Performance and Parity handling of RAID 5
In parity handling, stripe is a name given to a continuous strand of blocks, one on each disk in the array. If one more block or a part of it gets written on the same stripe then the whole or a portion of it gets rewritten. It requires reading the older parity and data block, comparing and modifying it with the new request and then writing the new data or parity block. “Distributed parity block” is the term used when they are shifted from one of the stripes to another. When it comes to performance, it has been seen that RAID 5, when implemented, can suffer from bad performance when overloaded with many writes. Sequences of read- modify – write must be flowed for the parity and data block with the latter being updated on every write.
Hard Drive Data Recovery issues
It has been seen that when there is a failure of system while there are writes which are active; the stripes parity doesn’t remain continuous with the data available. If this is not found out and taken care of at the right time before the failing of a block, loss of data may occur. This happens as wrong parity is used to make up for that unavailable (missing) block in that particular stripe. This fragile nature is sometimes known as the ‘write hole’. In order to reduce the occurrence of this to happen or to prevent it, cache which has been given a battery backup or a same kind of technique is often used. RAID 6 too has faced this issue.
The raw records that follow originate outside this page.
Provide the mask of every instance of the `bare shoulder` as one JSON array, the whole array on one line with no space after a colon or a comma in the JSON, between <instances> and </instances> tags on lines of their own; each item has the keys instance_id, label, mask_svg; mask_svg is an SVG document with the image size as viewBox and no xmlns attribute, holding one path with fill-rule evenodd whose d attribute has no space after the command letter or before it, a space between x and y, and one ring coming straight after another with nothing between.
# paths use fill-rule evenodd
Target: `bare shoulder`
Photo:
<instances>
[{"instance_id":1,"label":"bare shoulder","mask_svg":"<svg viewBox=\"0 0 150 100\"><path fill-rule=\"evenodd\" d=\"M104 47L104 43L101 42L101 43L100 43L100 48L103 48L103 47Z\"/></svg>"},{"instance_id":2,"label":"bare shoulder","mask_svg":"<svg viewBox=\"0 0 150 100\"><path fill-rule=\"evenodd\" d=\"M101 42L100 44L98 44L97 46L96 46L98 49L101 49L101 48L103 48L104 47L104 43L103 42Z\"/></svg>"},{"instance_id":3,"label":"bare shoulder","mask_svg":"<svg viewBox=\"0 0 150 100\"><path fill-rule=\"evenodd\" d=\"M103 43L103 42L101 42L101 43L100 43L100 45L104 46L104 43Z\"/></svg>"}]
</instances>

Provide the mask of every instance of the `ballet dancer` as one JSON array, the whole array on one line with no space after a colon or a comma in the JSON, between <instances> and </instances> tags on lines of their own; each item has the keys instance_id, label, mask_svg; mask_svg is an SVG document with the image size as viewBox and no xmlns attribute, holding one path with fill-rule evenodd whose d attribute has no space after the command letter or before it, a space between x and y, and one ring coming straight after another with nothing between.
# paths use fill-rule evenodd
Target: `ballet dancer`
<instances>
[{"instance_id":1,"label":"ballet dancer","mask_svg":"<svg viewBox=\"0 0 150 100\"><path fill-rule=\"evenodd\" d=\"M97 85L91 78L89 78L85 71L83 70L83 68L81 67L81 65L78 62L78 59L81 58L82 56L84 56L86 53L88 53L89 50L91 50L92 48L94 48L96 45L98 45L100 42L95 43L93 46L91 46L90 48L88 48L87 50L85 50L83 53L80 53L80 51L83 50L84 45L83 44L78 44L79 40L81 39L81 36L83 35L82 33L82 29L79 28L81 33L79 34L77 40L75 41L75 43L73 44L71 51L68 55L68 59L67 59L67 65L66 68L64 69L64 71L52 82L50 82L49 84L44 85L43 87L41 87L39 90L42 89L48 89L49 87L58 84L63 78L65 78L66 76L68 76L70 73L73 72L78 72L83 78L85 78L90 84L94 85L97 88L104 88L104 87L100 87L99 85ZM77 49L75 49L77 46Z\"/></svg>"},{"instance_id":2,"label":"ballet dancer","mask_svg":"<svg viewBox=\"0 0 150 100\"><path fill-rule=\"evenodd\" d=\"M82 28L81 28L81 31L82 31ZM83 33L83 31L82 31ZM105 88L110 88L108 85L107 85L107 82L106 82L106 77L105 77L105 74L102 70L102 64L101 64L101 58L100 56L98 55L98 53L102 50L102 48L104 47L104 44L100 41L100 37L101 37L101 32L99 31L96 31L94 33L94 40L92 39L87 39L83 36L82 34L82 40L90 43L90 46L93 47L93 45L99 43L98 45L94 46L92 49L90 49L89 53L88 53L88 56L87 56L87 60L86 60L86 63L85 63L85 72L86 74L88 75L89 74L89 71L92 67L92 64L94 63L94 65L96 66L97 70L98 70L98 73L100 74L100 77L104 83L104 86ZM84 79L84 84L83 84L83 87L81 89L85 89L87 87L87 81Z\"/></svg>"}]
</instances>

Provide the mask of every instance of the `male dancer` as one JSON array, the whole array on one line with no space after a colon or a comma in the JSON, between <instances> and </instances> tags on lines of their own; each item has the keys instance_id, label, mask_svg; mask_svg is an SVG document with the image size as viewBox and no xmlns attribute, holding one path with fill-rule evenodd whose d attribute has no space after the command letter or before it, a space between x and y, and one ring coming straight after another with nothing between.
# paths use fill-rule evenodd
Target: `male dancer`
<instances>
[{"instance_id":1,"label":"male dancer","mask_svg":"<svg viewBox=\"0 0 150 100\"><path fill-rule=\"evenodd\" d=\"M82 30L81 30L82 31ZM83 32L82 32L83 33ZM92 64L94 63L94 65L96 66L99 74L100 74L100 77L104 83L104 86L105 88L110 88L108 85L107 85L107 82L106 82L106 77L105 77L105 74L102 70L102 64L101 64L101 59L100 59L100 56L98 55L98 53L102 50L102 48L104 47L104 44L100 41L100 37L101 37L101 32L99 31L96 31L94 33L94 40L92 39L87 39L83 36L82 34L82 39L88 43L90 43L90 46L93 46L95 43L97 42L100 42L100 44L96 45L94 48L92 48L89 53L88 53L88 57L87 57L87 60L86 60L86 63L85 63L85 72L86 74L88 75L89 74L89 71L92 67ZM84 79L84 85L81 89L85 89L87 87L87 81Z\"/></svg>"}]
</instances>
The capacity of a single drive is used by parity in a single array, the number of hard disks that can be contained are limited by the storage manager’s capacity. If the numbers of disks in an array increase, the chances of losing data due to multiple drive failure also increase with it. The ratio between the total drives and the drives that can fail before data is lost is reduced and this becomes the main reason for it.
Finally, it can be said that RAID drives faciliate easy hard drive data recovery by design and this makes them a very suitable choice for storing important high-volume data.